Burkina Faso : les journalistes soumis à une formation militaire imposée par la junte

Une semaine sous l’uniforme pour les professionnels des médias

Quarante-deux journalistes burkinabè, issus de rédactions publiques et privées, viennent de terminer une formation militaire d’une semaine organisée par les autorités. Présentée comme une « immersion patriotique », cette initiative devient désormais annuelle.
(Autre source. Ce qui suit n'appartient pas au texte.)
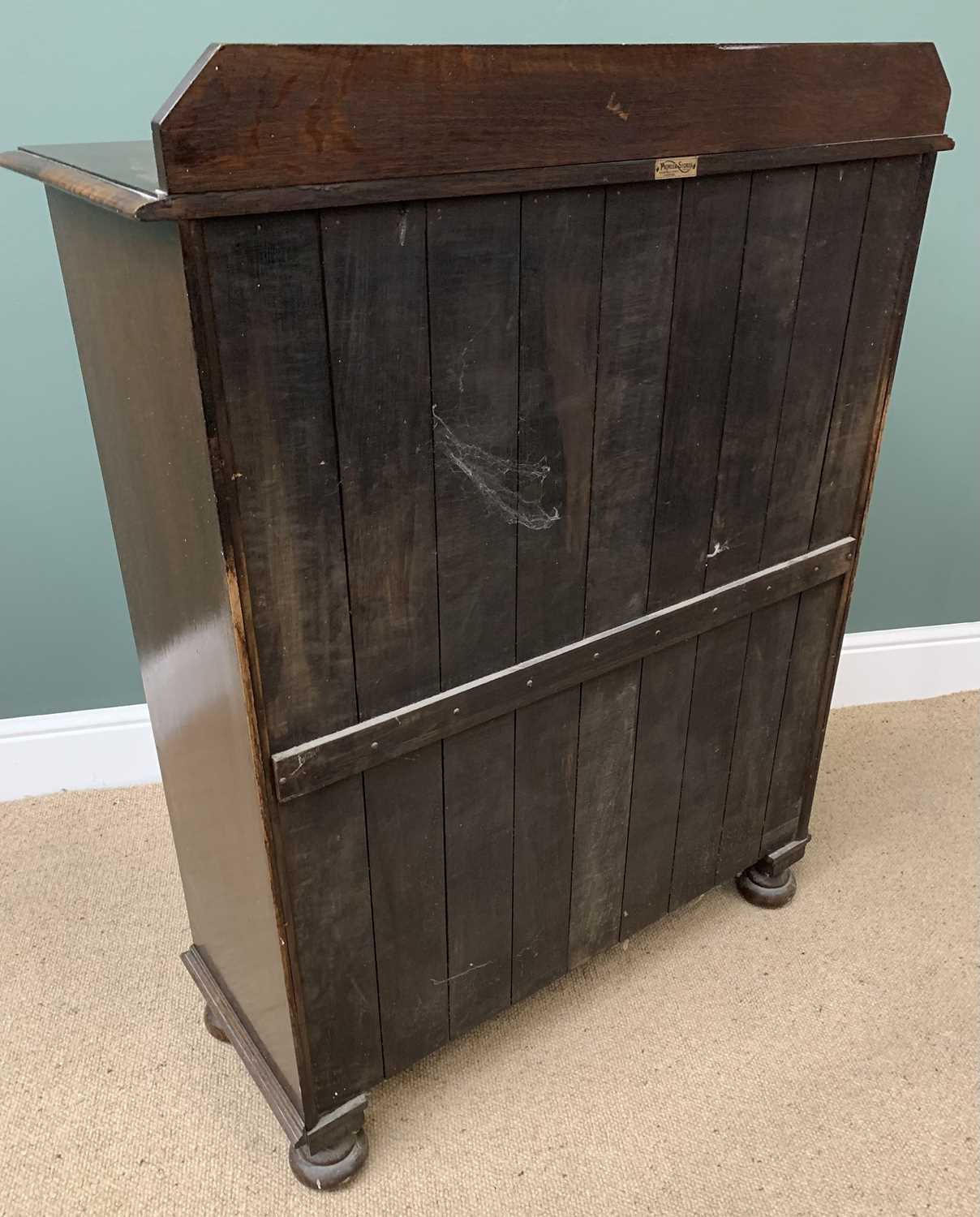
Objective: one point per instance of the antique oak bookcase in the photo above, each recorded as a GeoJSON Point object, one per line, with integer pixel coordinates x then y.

Dans un contexte marqué par une insécurité croissante due aux attaques djihadistes, cette mesure s’ajoute à d’autres dispositifs déjà contraignants, comme l’obligation imposée l’an dernier aux nouveaux bacheliers de suivre un entraînement similaire.

Cette décision suscite des interrogations parmi les défenseurs des droits de la presse. En effet, plusieurs journalistes burkinabè ont déjà été réquisitionnés de force pour participer aux combats, tandis que la liberté de la presse subit une pression accrue de la part du régime en place. Le cas de Serge Oulon, toujours détenu depuis son enlèvement à Ouagadougou il y a deux ans, illustre cette tendance inquiétante.

Une formation axée sur les valeurs militaires et l’engagement patriotique

La formation s’est tenue à l’Académie de police de Pabré, située à une vingtaine de kilomètres de la capitale. Une vidéo diffusée par les médias d’État montre le ministre de la Communication et porte-parole du gouvernement, Pingdwendé Gilbert Ouédraogo, s’adresser aux participants en tenue de combat, fusil en main. À sa question « Allez-vous être des journalistes patriotiques et professionnels ? », les journalistes ont répondu à l’unisson, au garde-à-vous : « Affirmatif ! »

Le ministre a poursuivi en déclarant : « Un journaliste professionnel et non patriote représente une menace. Un journaliste professionnel, patriote mais non engagé, est un simple spectateur dans une période où s’écrivent les plus belles pages de l’histoire de son pays. »

De son côté, Lassina Traoré, directeur général de l’Académie de police, a justifié cette initiative par la nécessité d’« imprégner [les journalistes] des réalités opérationnelles et des valeurs qui guident au quotidien les forces de défense et de sécurité ».

Les défenseurs de la liberté de la presse dénoncent une instrumentalisation

Les associations de défense des droits des journalistes expriment leur inquiétude face à cette militarisation de la profession. « Les journalistes ne sont pas des soldats et ne doivent pas être transformés en outils de propagande de guerre, vêtus d’uniformes et armés », a réagi Sadibou Marong, représentant de l’ONG Reporters sans frontières (RSF).

Cette mesure interroge sur l’équilibre entre sécurité nationale et respect des libertés fondamentales, alors que le Burkina Faso fait face à une crise sécuritaire sans précédent.